MILTON consists of two separate parts, the obscure and shadowy Satan-Palamabron myth, and the descent of Milton into the world to correct his theological errors in PARADISE LOST, such as having regarded Satan as punished by God for his sins. Blake often claimed to have spoken to Milton in visions. Crabb Robinson, an acquaintance of Blake, wrote to Dorothy Wordsworth: “Now, according to Blake, atheism consists in worshipping the natural world, which same natural world, properly speaking, is nothing real but a mere illusion produced by Satan. Milton was for a great part of his life an atheist, and therefore his fatal errors in PARADISE LOST, which he often begged Blake to refute.” MILTON is also noteworthy for the striking lyric with which it begins, “And did those feet in ancient time.”
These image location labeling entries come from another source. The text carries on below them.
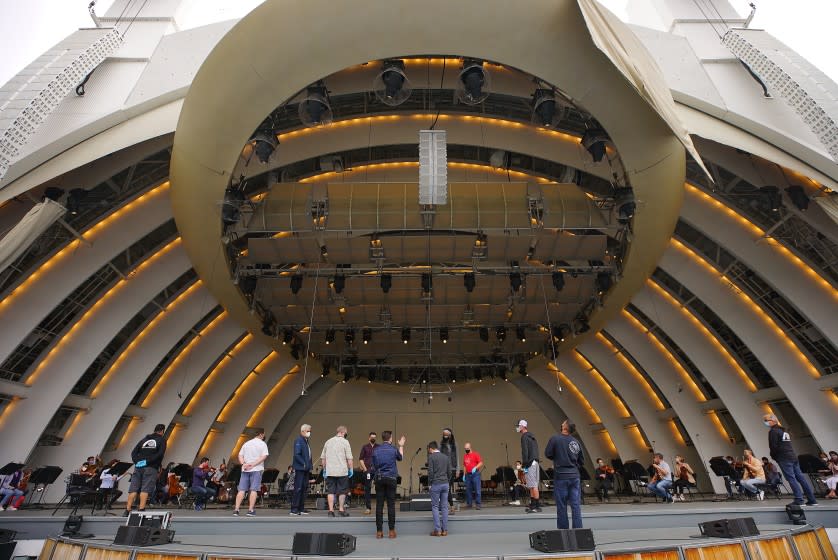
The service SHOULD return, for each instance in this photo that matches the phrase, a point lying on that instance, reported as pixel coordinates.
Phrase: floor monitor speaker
(729, 528)
(563, 540)
(323, 544)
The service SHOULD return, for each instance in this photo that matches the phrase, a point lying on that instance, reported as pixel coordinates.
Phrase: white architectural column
(780, 356)
(801, 285)
(57, 372)
(683, 397)
(113, 392)
(42, 290)
(721, 370)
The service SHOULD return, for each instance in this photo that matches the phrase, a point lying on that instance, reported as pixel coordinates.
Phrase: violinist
(685, 477)
(604, 475)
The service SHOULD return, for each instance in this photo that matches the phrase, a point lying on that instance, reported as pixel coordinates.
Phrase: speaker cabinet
(729, 528)
(563, 540)
(131, 535)
(323, 544)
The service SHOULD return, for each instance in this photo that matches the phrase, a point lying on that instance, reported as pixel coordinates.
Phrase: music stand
(43, 476)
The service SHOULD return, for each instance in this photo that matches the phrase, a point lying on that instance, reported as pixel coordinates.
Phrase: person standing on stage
(448, 447)
(252, 457)
(438, 469)
(384, 459)
(336, 460)
(365, 461)
(472, 465)
(301, 466)
(779, 444)
(566, 453)
(530, 466)
(147, 457)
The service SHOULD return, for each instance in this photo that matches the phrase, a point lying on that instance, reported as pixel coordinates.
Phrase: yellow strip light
(692, 319)
(145, 332)
(182, 355)
(638, 377)
(606, 387)
(206, 383)
(84, 321)
(91, 234)
(577, 394)
(683, 373)
(813, 275)
(749, 303)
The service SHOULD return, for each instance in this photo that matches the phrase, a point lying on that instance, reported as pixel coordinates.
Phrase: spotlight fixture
(558, 280)
(594, 141)
(469, 281)
(386, 282)
(474, 83)
(296, 283)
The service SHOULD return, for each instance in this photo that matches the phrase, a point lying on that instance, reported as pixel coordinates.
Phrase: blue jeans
(567, 492)
(791, 470)
(472, 488)
(660, 488)
(439, 506)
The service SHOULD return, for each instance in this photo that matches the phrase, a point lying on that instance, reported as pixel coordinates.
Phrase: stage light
(558, 280)
(469, 281)
(515, 281)
(339, 283)
(594, 141)
(798, 197)
(296, 283)
(386, 282)
(427, 282)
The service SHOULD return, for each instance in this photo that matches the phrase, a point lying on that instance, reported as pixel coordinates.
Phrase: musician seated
(662, 479)
(604, 475)
(199, 488)
(686, 477)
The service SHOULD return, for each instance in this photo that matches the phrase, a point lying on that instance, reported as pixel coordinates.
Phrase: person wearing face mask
(365, 462)
(782, 451)
(302, 466)
(472, 464)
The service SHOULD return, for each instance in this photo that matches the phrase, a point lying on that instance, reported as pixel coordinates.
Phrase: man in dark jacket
(779, 443)
(302, 470)
(147, 456)
(530, 466)
(566, 453)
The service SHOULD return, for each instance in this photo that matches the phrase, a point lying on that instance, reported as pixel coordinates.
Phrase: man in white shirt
(252, 457)
(336, 459)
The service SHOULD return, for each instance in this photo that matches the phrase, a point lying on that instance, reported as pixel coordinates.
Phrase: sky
(30, 27)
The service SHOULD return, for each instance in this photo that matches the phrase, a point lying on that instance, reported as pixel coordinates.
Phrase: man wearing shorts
(336, 459)
(252, 457)
(147, 456)
(530, 466)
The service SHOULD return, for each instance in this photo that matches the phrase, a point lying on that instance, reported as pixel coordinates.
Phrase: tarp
(33, 224)
(630, 57)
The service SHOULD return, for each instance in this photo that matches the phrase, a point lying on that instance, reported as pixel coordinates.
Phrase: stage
(493, 532)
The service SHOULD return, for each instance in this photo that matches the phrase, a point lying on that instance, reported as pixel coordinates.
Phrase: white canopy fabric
(33, 224)
(630, 57)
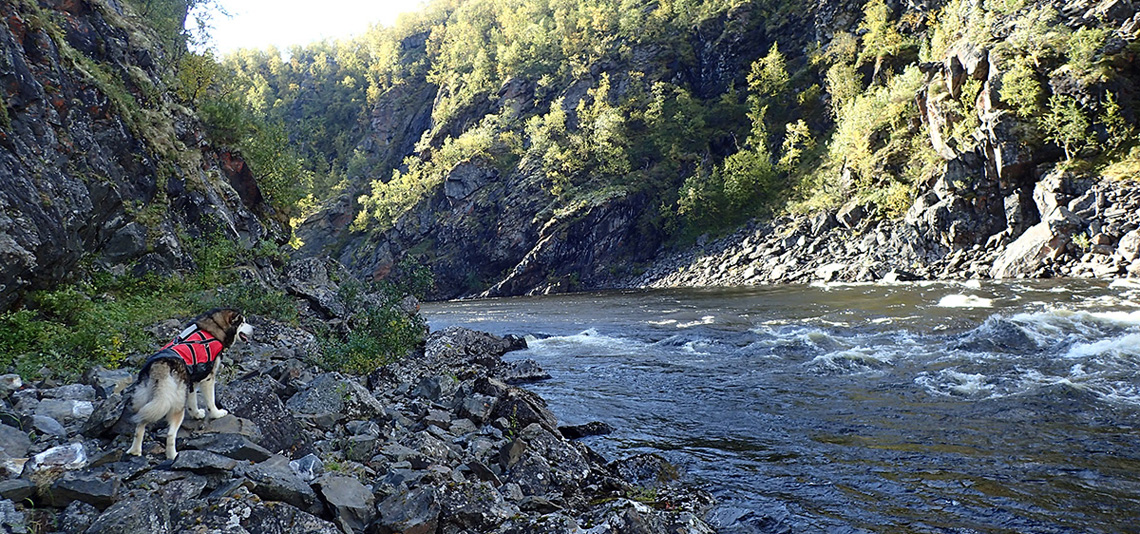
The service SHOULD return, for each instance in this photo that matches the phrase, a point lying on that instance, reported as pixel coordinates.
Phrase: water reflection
(1010, 407)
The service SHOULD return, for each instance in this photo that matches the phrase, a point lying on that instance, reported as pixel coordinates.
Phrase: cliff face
(97, 161)
(943, 116)
(497, 229)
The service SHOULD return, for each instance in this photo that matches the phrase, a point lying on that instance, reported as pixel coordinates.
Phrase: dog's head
(226, 324)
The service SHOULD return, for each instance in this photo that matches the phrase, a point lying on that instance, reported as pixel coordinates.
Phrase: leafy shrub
(1066, 123)
(1020, 88)
(380, 331)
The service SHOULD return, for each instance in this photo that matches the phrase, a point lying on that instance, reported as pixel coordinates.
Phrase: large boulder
(1045, 240)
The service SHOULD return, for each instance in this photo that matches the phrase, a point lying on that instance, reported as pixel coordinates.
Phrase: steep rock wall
(97, 162)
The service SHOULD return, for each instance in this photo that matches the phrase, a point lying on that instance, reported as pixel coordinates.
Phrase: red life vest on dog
(196, 348)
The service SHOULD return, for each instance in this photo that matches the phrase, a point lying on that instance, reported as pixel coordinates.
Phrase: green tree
(1066, 123)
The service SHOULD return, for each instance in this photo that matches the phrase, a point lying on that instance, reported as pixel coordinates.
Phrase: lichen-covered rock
(351, 504)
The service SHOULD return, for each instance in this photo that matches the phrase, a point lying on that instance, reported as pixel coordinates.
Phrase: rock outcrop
(439, 442)
(97, 161)
(1090, 231)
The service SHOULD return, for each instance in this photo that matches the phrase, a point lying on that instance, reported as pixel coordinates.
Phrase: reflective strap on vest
(195, 347)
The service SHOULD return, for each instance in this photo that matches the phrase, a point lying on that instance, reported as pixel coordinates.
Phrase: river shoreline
(444, 441)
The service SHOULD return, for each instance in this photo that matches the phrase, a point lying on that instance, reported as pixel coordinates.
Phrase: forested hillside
(535, 145)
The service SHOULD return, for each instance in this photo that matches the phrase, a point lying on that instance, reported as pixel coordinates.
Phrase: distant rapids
(918, 407)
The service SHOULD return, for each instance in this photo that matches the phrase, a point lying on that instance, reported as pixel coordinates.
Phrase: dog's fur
(164, 383)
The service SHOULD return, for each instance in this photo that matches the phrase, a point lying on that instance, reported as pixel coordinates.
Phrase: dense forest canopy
(617, 97)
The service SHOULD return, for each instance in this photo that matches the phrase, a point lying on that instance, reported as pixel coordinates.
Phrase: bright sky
(284, 23)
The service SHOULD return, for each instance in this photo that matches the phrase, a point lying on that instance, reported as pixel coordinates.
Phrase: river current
(918, 407)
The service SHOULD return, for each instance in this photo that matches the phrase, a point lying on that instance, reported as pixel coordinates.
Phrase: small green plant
(380, 330)
(1066, 124)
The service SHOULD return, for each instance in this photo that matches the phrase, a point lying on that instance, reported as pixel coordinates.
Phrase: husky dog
(165, 380)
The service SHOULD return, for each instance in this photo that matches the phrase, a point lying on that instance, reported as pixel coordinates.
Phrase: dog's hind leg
(193, 404)
(173, 421)
(137, 444)
(208, 390)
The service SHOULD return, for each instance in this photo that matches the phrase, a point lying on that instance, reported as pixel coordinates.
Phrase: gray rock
(125, 244)
(277, 517)
(520, 371)
(108, 418)
(9, 383)
(332, 394)
(70, 456)
(185, 488)
(95, 488)
(546, 524)
(203, 462)
(107, 382)
(310, 278)
(308, 467)
(48, 426)
(477, 407)
(523, 407)
(416, 511)
(255, 399)
(851, 215)
(360, 447)
(275, 480)
(475, 507)
(16, 488)
(1129, 248)
(65, 411)
(351, 503)
(466, 178)
(230, 445)
(575, 431)
(78, 517)
(11, 520)
(73, 391)
(1044, 240)
(14, 442)
(140, 514)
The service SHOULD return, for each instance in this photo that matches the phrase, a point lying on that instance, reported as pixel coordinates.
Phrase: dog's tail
(157, 394)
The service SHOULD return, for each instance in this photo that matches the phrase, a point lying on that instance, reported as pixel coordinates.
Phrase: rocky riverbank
(441, 442)
(1075, 228)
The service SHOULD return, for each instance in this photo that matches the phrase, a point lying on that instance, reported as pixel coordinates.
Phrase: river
(918, 407)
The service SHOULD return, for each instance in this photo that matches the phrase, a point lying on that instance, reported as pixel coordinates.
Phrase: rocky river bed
(441, 442)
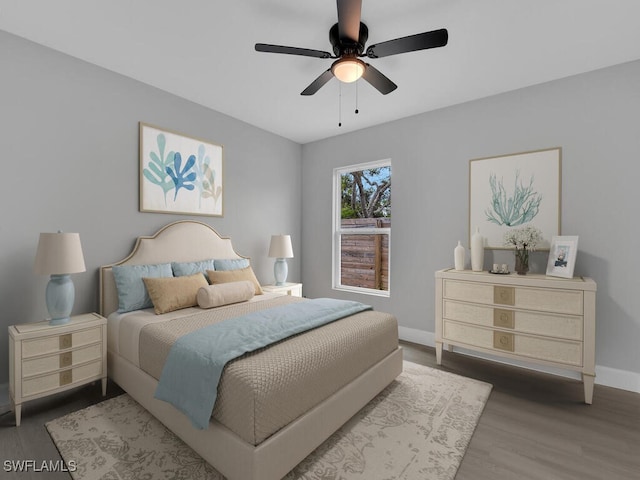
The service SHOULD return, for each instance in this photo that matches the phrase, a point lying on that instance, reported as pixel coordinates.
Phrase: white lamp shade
(281, 246)
(59, 254)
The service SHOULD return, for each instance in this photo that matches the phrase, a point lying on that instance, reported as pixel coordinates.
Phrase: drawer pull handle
(66, 359)
(504, 295)
(66, 377)
(65, 341)
(503, 318)
(503, 341)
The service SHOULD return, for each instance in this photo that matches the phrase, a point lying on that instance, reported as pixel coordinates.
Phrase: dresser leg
(439, 353)
(18, 411)
(588, 381)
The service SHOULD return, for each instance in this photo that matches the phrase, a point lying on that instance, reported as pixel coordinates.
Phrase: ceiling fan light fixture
(348, 69)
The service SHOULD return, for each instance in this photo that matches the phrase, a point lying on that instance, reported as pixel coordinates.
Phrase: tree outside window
(363, 228)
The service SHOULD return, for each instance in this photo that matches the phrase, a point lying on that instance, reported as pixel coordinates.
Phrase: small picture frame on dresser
(562, 256)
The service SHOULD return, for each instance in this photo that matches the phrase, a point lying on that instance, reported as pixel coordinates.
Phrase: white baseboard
(606, 376)
(5, 402)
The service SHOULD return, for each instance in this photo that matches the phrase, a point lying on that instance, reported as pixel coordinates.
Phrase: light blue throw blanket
(193, 368)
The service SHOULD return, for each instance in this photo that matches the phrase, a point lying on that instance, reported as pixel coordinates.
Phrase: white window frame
(338, 231)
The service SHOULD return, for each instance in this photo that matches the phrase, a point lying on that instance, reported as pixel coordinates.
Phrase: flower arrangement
(525, 239)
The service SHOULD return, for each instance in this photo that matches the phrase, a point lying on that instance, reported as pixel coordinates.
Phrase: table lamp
(281, 249)
(59, 255)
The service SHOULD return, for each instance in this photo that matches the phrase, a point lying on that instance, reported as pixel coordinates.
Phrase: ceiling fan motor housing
(347, 46)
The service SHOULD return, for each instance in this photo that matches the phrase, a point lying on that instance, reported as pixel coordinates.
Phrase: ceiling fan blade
(420, 41)
(305, 52)
(349, 13)
(318, 83)
(378, 80)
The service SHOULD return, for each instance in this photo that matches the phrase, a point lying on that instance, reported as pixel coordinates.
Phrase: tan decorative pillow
(173, 293)
(225, 294)
(226, 276)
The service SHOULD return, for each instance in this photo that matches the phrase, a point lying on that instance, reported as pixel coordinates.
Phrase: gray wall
(69, 143)
(593, 117)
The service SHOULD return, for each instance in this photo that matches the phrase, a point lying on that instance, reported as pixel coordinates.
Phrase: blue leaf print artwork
(156, 171)
(181, 177)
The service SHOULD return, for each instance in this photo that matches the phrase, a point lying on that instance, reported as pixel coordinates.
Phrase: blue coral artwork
(179, 174)
(515, 190)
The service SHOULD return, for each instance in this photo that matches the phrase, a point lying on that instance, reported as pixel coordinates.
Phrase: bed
(238, 445)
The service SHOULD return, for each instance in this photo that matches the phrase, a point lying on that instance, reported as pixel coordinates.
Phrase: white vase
(477, 251)
(458, 257)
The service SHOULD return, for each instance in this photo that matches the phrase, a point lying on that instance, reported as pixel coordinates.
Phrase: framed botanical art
(179, 174)
(521, 189)
(562, 256)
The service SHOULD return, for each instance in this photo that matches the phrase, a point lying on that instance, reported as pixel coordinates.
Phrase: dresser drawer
(55, 343)
(538, 299)
(46, 383)
(559, 351)
(51, 363)
(522, 321)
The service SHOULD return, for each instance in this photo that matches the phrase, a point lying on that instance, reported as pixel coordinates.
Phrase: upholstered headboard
(182, 241)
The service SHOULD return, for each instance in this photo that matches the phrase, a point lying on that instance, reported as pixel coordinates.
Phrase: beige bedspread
(261, 392)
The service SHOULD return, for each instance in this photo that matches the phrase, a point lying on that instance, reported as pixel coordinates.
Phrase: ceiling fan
(348, 38)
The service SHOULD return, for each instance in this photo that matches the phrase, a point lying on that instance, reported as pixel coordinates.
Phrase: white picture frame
(562, 256)
(514, 190)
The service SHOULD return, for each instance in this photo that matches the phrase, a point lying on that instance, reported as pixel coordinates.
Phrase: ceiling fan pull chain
(339, 104)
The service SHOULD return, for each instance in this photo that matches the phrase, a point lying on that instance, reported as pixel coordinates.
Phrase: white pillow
(225, 294)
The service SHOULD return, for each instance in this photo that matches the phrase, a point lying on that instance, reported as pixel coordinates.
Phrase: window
(362, 227)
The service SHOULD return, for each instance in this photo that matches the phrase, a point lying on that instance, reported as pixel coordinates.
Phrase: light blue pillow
(132, 293)
(182, 269)
(231, 264)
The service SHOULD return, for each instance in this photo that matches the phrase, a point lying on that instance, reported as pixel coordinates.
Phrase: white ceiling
(203, 50)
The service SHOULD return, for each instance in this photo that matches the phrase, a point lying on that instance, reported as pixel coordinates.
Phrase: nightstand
(293, 289)
(46, 359)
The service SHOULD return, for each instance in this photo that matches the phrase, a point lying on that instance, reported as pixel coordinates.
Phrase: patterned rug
(418, 427)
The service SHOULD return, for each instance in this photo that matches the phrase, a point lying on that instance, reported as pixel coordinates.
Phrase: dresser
(293, 289)
(533, 318)
(46, 359)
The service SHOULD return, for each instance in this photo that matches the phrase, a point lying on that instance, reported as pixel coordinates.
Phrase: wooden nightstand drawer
(55, 343)
(44, 383)
(52, 363)
(46, 359)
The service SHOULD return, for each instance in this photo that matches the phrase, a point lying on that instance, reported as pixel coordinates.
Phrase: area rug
(417, 428)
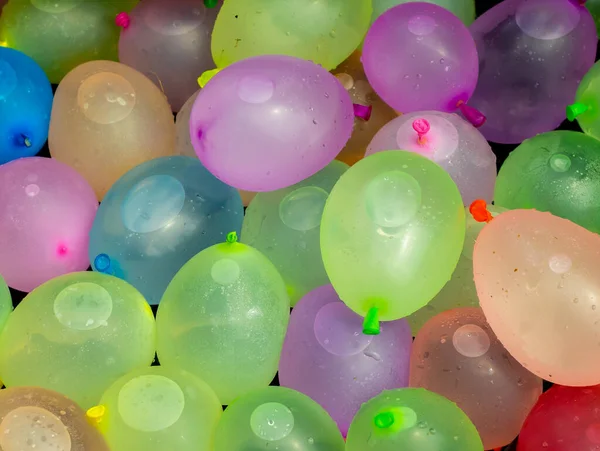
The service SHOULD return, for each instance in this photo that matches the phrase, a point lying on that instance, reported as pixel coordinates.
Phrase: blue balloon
(25, 105)
(158, 216)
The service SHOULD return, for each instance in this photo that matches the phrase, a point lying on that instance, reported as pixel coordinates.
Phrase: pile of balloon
(299, 225)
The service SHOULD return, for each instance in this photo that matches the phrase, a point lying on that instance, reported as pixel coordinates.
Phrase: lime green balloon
(411, 419)
(62, 34)
(156, 409)
(277, 418)
(558, 172)
(323, 31)
(460, 290)
(223, 318)
(392, 232)
(77, 334)
(463, 9)
(284, 225)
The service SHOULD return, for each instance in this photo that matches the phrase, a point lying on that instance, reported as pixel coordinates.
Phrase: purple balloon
(420, 56)
(268, 122)
(327, 357)
(532, 55)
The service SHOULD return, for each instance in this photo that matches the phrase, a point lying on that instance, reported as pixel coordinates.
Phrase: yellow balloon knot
(207, 76)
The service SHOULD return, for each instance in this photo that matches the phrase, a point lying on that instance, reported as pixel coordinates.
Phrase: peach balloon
(352, 76)
(457, 355)
(538, 282)
(106, 119)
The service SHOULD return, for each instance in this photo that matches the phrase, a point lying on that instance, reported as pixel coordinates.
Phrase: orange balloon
(538, 282)
(352, 76)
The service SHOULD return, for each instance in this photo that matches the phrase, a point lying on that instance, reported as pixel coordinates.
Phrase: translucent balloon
(392, 232)
(285, 226)
(527, 262)
(564, 419)
(532, 54)
(326, 356)
(555, 172)
(278, 418)
(448, 140)
(411, 419)
(463, 9)
(158, 216)
(323, 32)
(223, 318)
(106, 119)
(46, 214)
(458, 356)
(460, 290)
(373, 113)
(290, 117)
(26, 97)
(62, 34)
(77, 334)
(169, 42)
(419, 56)
(156, 409)
(36, 418)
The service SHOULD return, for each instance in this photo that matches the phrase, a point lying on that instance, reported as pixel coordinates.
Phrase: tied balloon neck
(480, 212)
(474, 116)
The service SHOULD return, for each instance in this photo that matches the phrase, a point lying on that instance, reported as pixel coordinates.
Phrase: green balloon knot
(575, 110)
(371, 323)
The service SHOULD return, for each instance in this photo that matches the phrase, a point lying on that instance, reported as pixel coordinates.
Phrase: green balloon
(411, 419)
(77, 334)
(284, 225)
(556, 172)
(463, 9)
(460, 290)
(323, 31)
(62, 34)
(277, 418)
(392, 231)
(223, 318)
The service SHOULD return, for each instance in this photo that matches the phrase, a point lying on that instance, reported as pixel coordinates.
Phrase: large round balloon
(325, 32)
(555, 172)
(77, 334)
(392, 232)
(223, 318)
(156, 409)
(411, 419)
(25, 107)
(448, 140)
(277, 418)
(458, 356)
(271, 121)
(419, 56)
(46, 214)
(326, 356)
(157, 217)
(106, 119)
(62, 34)
(532, 54)
(564, 419)
(169, 42)
(539, 285)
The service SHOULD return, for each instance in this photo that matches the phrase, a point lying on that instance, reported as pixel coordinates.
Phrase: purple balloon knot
(363, 112)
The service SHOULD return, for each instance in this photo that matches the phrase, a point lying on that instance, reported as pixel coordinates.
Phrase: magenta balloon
(268, 122)
(169, 42)
(46, 214)
(420, 56)
(532, 55)
(326, 356)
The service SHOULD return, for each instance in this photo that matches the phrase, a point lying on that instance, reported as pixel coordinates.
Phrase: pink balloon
(538, 282)
(46, 213)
JERUSALEM deals with Albion’s (man’s) conquest of error on earth and with his return to Eternity. It celebrates the law of Forgiveness of Sins. The text as we have it is obscured by many revisions, but in 1809 the poet published a clear description of its theme: “(The Strong Man, the Beautiful Man, and the Ugly Man) were originally one man who was fourfold; he was self-divided, and his real humanity slain on the stems of generation, and the form of the fourth was like the Son of God . . . it is voluminous, and contains the ancient history of Britain and the world of Satan and of Adam.”